A Most Violent Year
"Standard oil has never looked this dangerous."
There is a specific shade of camel-hair beige that only exists in 1981 New York City, and J.C. Chandor weaponizes it better than any director since Sidney Lumet. It’s the color of the coat worn by Abel Morales, a man who is trying very, very hard not to be a gangster, even as the world around him screams that being a gangster is the only way to survive the winter. I watched this film on a Tuesday night while my own apartment's radiator was hissing like a dying radiator-god, which added a layer of sensory immersion into the world of heating oil that I hadn't prepared for.
A Study in Camel Coats and Quiet Fury
Oscar Isaac plays Abel with a controlled, simmering intensity that immediately draws comparisons to a young Al Pacino—specifically the Godfather Part II era Michael Corleone, back when he still believed he could go legitimate. Abel owns Standard Heating Oil, and he’s just signed a deal to buy a massive waterfront terminal that will make him the king of the city. The catch? He’s got 30 days to close the deal, his trucks are being hijacked by unknown rivals, and the District Attorney, played with a sharp, bureaucratic chill by David Oyelowo (Selma, Interstellar), is breathing down his neck with an investigation into the industry's systemic corruption.
What I love about Abel is his refusal to succumb to the "easy" violence of a typical crime drama. He’s a man who views "the path of least resistance" as a moral failure. Oscar Isaac’s hair in this movie has more structural integrity than the New York City subway system, and his performance is just as meticulously composed. He isn't a tough guy; he’s a businessman who believes that if he just follows the rules better than everyone else, he’ll win. It’s a tragic, quintessentially American delusion.
The Lady Macbeth of Long Island City
While Abel is busy trying to be a saint in a city of grease, his wife Anna is the one keeping the ledger—and the secrets. Jessica Chastain (Zero Dark Thirty, Interstellar) is terrifyingly good here. She’s the daughter of the previous owner (a mobster), and she has absolutely no qualms about using the old ways to protect the new business. The chemistry between Isaac and Chastain is electric, likely bolstered by the fact that they were classmates at Julliard. They don't just feel like a movie couple; they feel like a partnership that has survived a decade of late-night arguments over spreadsheets.

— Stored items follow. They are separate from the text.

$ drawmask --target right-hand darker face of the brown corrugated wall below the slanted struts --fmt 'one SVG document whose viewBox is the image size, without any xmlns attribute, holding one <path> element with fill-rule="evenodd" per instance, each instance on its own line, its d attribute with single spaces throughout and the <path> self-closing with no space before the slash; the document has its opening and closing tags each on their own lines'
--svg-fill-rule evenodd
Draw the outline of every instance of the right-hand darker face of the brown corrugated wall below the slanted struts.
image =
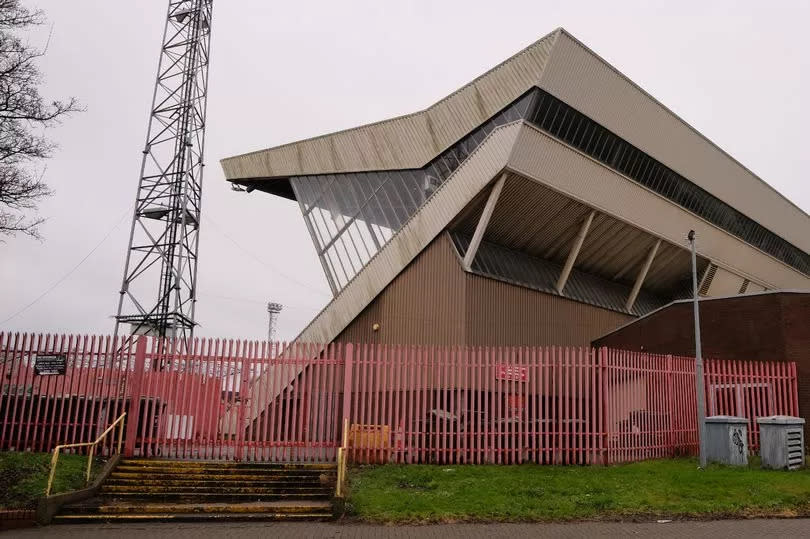
<svg viewBox="0 0 810 539">
<path fill-rule="evenodd" d="M 634 317 L 468 274 L 466 344 L 584 345 Z"/>
</svg>

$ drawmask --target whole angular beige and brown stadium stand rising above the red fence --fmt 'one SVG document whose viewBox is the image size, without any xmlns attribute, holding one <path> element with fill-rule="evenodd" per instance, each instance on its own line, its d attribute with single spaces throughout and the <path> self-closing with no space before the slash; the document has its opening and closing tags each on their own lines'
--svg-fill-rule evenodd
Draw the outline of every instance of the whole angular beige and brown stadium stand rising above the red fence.
<svg viewBox="0 0 810 539">
<path fill-rule="evenodd" d="M 741 116 L 741 121 L 744 116 Z M 297 201 L 308 342 L 587 344 L 700 294 L 810 289 L 810 218 L 563 29 L 427 109 L 230 157 Z"/>
</svg>

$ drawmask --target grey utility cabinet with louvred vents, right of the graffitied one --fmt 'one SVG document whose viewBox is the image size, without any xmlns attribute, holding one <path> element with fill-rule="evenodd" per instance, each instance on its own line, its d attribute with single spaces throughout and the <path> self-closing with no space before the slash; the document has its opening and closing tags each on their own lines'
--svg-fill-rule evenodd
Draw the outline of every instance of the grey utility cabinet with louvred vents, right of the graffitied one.
<svg viewBox="0 0 810 539">
<path fill-rule="evenodd" d="M 757 419 L 762 467 L 798 470 L 804 466 L 804 418 L 772 415 Z"/>
</svg>

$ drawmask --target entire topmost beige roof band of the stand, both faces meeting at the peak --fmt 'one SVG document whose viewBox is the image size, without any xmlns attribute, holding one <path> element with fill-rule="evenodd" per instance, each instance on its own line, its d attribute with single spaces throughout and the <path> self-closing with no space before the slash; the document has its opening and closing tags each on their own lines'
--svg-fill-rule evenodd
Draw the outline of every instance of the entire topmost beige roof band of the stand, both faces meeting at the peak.
<svg viewBox="0 0 810 539">
<path fill-rule="evenodd" d="M 221 164 L 228 181 L 285 198 L 294 198 L 290 176 L 418 168 L 533 86 L 810 252 L 807 213 L 563 29 L 423 111 Z"/>
</svg>

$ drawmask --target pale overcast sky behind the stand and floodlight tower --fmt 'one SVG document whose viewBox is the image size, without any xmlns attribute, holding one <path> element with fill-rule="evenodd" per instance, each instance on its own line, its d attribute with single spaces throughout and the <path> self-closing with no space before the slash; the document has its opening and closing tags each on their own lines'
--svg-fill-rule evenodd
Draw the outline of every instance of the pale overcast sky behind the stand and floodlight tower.
<svg viewBox="0 0 810 539">
<path fill-rule="evenodd" d="M 166 0 L 26 3 L 53 24 L 44 93 L 87 112 L 52 132 L 45 241 L 0 244 L 0 330 L 108 333 Z M 297 205 L 232 192 L 219 159 L 422 109 L 558 26 L 809 211 L 808 21 L 804 0 L 216 0 L 198 334 L 261 338 L 272 299 L 289 339 L 329 299 Z"/>
</svg>

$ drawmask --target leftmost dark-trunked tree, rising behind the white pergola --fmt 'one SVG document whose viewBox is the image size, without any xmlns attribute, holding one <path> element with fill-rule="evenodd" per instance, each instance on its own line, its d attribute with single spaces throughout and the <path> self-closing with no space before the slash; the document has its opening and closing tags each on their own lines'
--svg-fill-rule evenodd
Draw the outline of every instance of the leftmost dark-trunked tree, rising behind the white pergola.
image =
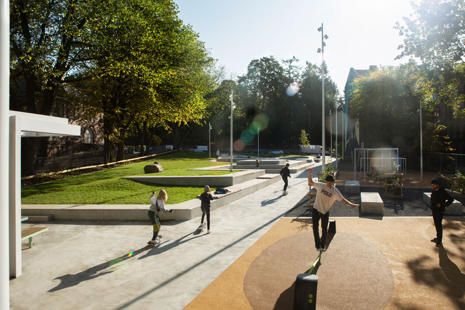
<svg viewBox="0 0 465 310">
<path fill-rule="evenodd" d="M 101 4 L 101 3 L 100 3 Z M 50 115 L 71 71 L 89 60 L 81 40 L 99 16 L 95 0 L 10 1 L 10 109 Z M 21 139 L 21 174 L 31 175 L 38 138 Z"/>
</svg>

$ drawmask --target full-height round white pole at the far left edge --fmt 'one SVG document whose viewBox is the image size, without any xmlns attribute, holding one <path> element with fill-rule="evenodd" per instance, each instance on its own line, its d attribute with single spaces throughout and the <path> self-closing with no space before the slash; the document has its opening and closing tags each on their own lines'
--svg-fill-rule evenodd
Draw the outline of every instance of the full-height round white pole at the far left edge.
<svg viewBox="0 0 465 310">
<path fill-rule="evenodd" d="M 0 0 L 0 309 L 9 309 L 8 131 L 10 85 L 10 3 Z"/>
</svg>

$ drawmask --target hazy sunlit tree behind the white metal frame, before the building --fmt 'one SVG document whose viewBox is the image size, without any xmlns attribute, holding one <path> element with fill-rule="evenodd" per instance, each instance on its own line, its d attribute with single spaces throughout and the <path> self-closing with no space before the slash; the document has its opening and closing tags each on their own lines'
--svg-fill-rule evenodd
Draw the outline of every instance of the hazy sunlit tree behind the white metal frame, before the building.
<svg viewBox="0 0 465 310">
<path fill-rule="evenodd" d="M 398 67 L 386 66 L 370 72 L 354 81 L 350 115 L 360 120 L 361 134 L 369 147 L 398 147 L 399 152 L 419 151 L 418 106 L 424 95 L 424 79 L 427 71 L 413 61 Z M 424 107 L 428 109 L 425 104 Z M 438 151 L 447 147 L 438 132 L 444 128 L 428 123 L 429 114 L 424 115 L 427 123 L 423 129 L 425 151 Z M 363 126 L 363 128 L 362 128 Z M 363 132 L 363 133 L 362 133 Z"/>
</svg>

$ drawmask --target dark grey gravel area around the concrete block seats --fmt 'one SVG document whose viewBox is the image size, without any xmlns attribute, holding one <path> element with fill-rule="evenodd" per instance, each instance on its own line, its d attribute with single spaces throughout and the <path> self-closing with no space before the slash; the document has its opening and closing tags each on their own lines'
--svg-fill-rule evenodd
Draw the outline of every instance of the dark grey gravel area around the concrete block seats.
<svg viewBox="0 0 465 310">
<path fill-rule="evenodd" d="M 345 199 L 360 204 L 360 194 L 351 194 L 344 192 L 344 185 L 338 185 L 336 188 L 341 192 Z M 385 217 L 412 217 L 412 216 L 431 216 L 431 209 L 429 205 L 423 202 L 423 193 L 431 192 L 430 188 L 406 188 L 402 189 L 403 199 L 399 198 L 385 198 L 383 194 L 385 190 L 380 190 L 379 187 L 373 186 L 360 186 L 360 192 L 377 192 L 384 202 L 384 216 Z M 316 190 L 312 188 L 312 193 Z M 389 192 L 388 192 L 389 193 Z M 392 194 L 392 192 L 391 192 Z M 290 193 L 292 195 L 292 193 Z M 312 198 L 314 201 L 315 198 Z M 465 199 L 455 198 L 465 205 Z M 330 217 L 379 217 L 380 214 L 374 213 L 361 213 L 360 207 L 352 209 L 352 207 L 343 204 L 340 201 L 334 202 L 331 209 L 329 209 Z M 445 214 L 445 217 L 456 217 L 452 214 Z M 462 216 L 465 216 L 465 208 L 462 206 Z M 286 217 L 312 217 L 312 210 L 308 208 L 308 196 L 300 199 L 300 201 L 287 212 Z"/>
</svg>

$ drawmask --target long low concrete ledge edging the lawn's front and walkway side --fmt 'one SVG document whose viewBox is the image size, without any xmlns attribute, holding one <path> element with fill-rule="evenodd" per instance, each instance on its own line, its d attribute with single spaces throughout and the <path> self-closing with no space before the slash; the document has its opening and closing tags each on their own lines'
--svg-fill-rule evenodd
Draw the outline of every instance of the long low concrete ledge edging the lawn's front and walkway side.
<svg viewBox="0 0 465 310">
<path fill-rule="evenodd" d="M 268 185 L 279 182 L 281 178 L 254 179 L 241 184 L 241 191 L 211 202 L 210 210 L 216 210 L 226 204 L 246 197 Z M 236 185 L 236 188 L 238 186 Z M 148 197 L 147 197 L 148 198 Z M 70 220 L 148 220 L 150 204 L 23 204 L 21 214 L 53 214 L 54 219 Z M 179 204 L 166 204 L 173 213 L 159 213 L 163 220 L 190 220 L 202 215 L 200 200 L 191 199 Z"/>
</svg>

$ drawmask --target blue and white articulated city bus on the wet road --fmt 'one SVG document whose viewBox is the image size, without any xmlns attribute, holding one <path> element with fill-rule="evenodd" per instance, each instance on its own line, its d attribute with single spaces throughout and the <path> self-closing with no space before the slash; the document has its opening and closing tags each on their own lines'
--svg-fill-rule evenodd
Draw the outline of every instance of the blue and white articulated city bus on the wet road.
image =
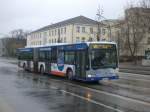
<svg viewBox="0 0 150 112">
<path fill-rule="evenodd" d="M 85 42 L 19 48 L 18 66 L 69 80 L 118 79 L 117 46 L 114 42 Z"/>
</svg>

Apparently, Jessica Chastain was so committed to the look of the film that she personally wrote to Giorgio Armani to ask them to provide the 1981-period costumes for her character. It worked. She looks like she stepped off a high-fashion runway and directly into a crime scene, which is exactly who Anna Morales is. Every time she clicks her long, manicured nails against a desk, you feel Abel’s resolve start to crumble. She’s essentially the devil on his shoulder, but she’s wearing vintage Armani and has a much better grasp of the bottom line.

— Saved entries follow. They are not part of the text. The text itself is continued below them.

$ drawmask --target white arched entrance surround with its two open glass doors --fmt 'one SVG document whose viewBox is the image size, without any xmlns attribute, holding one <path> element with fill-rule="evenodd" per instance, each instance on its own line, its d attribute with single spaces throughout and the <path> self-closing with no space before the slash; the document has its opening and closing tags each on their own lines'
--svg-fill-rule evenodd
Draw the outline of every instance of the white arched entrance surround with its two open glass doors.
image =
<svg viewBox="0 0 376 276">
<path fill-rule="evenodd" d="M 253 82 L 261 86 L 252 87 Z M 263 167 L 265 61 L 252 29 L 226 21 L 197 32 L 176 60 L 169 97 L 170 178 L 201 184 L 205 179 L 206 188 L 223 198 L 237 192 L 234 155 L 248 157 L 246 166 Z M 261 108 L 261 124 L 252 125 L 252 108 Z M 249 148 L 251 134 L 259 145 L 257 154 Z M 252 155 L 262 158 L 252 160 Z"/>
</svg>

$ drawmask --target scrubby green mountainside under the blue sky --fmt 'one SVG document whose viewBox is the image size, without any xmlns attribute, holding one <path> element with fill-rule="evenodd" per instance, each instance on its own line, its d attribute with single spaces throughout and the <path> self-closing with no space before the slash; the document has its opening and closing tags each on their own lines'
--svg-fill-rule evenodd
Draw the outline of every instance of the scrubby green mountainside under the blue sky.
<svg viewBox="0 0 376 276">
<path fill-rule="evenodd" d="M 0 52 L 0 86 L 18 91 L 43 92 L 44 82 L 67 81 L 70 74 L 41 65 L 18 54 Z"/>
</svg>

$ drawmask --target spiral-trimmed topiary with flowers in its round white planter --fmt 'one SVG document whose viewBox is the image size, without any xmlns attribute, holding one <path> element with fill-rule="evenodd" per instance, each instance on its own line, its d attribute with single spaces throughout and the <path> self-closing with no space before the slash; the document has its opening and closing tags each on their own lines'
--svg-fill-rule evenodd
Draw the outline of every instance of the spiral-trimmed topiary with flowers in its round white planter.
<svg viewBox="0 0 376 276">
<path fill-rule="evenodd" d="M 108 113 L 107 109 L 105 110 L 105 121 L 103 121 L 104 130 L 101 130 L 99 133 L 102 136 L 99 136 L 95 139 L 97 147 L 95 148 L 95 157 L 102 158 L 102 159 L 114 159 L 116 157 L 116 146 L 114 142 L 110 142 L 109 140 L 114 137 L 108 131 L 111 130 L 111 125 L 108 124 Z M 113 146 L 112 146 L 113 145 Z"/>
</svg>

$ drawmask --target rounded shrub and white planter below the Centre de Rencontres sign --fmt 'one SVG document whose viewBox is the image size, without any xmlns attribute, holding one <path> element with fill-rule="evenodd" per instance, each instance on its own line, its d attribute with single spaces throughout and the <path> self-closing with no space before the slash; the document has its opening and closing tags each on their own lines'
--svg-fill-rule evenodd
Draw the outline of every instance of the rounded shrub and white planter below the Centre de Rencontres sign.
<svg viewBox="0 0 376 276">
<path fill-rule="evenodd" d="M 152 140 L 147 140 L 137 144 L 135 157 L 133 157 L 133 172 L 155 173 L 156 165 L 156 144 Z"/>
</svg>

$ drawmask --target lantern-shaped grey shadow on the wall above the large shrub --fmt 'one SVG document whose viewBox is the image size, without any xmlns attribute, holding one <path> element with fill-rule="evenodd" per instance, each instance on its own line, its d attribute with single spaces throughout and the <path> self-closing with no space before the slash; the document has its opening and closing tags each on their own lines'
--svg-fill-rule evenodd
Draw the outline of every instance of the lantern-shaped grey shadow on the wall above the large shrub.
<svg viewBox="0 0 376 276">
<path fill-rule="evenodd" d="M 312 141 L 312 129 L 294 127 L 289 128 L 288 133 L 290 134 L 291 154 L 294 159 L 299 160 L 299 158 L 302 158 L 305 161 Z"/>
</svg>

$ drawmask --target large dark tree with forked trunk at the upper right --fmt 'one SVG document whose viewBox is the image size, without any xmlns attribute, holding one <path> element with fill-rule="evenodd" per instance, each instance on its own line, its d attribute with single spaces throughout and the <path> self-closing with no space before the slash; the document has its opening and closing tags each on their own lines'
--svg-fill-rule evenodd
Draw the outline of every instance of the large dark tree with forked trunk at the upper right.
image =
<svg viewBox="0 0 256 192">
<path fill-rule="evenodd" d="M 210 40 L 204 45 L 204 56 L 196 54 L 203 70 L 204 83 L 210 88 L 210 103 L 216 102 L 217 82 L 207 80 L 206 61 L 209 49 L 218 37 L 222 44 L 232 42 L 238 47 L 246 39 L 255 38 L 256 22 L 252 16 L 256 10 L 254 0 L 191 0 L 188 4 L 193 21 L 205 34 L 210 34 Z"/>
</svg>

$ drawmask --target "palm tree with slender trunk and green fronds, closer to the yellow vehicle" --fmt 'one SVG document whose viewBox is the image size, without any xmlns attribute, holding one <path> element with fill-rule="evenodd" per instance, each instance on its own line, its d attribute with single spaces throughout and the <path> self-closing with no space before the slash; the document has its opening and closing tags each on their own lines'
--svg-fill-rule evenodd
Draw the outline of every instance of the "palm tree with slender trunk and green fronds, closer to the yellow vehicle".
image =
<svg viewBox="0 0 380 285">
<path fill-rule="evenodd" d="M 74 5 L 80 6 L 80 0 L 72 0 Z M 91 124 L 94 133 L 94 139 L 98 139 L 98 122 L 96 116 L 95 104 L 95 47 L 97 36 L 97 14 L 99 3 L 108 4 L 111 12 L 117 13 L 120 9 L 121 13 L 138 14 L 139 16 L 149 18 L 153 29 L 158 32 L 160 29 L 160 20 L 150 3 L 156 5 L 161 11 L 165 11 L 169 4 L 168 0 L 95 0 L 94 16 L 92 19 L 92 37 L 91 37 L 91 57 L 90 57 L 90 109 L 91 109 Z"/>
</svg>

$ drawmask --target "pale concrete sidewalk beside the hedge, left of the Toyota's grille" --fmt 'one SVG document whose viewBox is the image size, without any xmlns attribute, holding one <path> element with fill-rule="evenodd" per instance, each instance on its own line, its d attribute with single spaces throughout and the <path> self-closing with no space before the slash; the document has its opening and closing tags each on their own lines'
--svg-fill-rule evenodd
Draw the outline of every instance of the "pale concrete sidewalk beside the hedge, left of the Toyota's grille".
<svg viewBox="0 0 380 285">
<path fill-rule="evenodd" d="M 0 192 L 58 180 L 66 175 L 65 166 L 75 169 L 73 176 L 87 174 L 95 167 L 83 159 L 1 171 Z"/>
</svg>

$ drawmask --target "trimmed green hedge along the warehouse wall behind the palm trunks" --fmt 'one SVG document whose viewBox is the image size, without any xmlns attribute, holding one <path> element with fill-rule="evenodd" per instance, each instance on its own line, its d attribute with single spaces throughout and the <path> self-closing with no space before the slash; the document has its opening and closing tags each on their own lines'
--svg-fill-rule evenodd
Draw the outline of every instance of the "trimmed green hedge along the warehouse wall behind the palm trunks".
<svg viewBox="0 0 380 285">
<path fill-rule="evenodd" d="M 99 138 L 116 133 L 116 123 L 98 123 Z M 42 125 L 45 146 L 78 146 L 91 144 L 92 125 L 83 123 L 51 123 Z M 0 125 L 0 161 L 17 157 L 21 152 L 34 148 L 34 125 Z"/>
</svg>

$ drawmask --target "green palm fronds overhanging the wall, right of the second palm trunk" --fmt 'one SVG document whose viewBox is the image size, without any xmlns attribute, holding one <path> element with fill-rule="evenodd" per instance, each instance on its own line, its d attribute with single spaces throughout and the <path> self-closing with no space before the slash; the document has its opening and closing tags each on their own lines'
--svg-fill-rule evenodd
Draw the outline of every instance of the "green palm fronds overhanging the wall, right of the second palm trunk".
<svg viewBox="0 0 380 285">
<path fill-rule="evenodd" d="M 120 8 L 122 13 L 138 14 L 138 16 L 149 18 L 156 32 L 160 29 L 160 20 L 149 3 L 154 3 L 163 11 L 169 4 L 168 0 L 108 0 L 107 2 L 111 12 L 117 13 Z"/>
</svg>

Why This One Slipped Through the Cracks
Despite the pedigree, A Most Violent Year didn't exactly set the world on fire at the 2014 box office. It’s a "Modern Retro" film—released at the tail end of that era where studios were still willing to gamble $20 million on an adult drama that didn't involve a single explosion. It’s a slow burn in an age of instant gratification. Looking back, it feels like one of the last of its kind before these types of mid-budget character studies migrated almost exclusively to streaming services like Netflix or Apple TV+.
The cinematography by Bradford Young (Arrival, Solo: A Star Wars Story) is a huge part of the draw. He uses a muddy, golden palette that makes the snow-covered streets of Queens look both beautiful and decaying. It captures that post-70s hangover perfectly. It’s also worth noting that the legendary Albert Brooks (Drive, Broadcast News) shows up as Abel’s lawyer, Andrew Walsh. Watching Brooks play a cynical, hair-pieced legal eagle is a treat I didn't know I needed until I saw it. He brings a much-needed groundedness to the high-stakes posturing of the younger leads.

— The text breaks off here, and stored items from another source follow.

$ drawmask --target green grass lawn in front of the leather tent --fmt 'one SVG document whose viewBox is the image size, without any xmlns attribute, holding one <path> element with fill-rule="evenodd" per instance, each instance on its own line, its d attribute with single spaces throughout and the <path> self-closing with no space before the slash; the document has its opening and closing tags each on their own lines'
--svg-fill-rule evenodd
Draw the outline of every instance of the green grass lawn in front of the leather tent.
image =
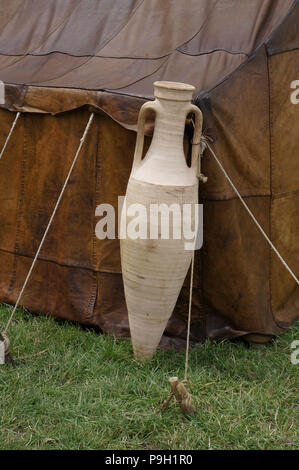
<svg viewBox="0 0 299 470">
<path fill-rule="evenodd" d="M 3 326 L 11 308 L 0 307 Z M 191 349 L 188 419 L 167 397 L 184 352 L 150 364 L 131 344 L 19 309 L 9 331 L 15 368 L 0 366 L 0 449 L 297 449 L 298 324 L 260 350 L 241 342 Z M 38 354 L 44 351 L 42 354 Z M 297 414 L 296 414 L 297 413 Z"/>
</svg>

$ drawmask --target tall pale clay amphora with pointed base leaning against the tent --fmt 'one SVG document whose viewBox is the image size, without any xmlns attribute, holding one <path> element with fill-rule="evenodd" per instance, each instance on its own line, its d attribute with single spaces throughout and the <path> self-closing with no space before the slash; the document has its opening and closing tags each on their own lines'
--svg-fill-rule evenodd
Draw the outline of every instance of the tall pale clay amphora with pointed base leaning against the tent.
<svg viewBox="0 0 299 470">
<path fill-rule="evenodd" d="M 192 259 L 185 228 L 186 224 L 195 228 L 198 203 L 202 114 L 191 104 L 194 87 L 155 82 L 154 89 L 155 100 L 140 109 L 133 167 L 121 215 L 122 275 L 137 360 L 153 357 L 175 307 Z M 155 113 L 155 126 L 151 145 L 142 158 L 148 110 Z M 183 139 L 190 113 L 195 116 L 195 130 L 188 166 Z"/>
</svg>

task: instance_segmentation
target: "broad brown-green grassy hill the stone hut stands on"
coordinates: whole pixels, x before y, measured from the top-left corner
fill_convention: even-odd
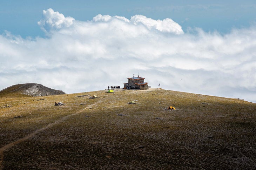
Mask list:
[[[1,97],[0,169],[256,168],[255,103],[153,88],[106,91]]]

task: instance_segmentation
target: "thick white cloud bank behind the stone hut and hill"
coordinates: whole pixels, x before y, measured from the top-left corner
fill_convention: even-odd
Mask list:
[[[90,21],[43,11],[47,38],[0,35],[0,89],[40,83],[66,93],[106,89],[133,74],[149,86],[256,102],[256,29],[184,33],[171,19],[97,15]]]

The film was originally set to star Javier Bardem, but he reportedly dropped out after a disagreement with J.C. Chandor over the direction of the script. In hindsight, Bardem would have made Abel feel like a predator. Oscar Isaac, with his smaller stature and soulful eyes, makes Abel feel like a man trying not to be prey. That distinction is the reason the movie works. It isn't a story about a man becoming a monster; it’s a story about a man realizing that "clean" is just a relative term.
The film concludes not with a shootout, but with a signature. It understands that in the world of 1980s New York, a pen is far more lethal than a pistol because the pen can take everything you own. As the credits rolled, I found myself looking at my own radiator with a newfound respect—and a slight suspicion that someone, somewhere, was probably getting hijacked for the oil inside it. It’s a masterful piece of atmospheric storytelling that proves you don't need a high body count to justify the title A Most Violent Year.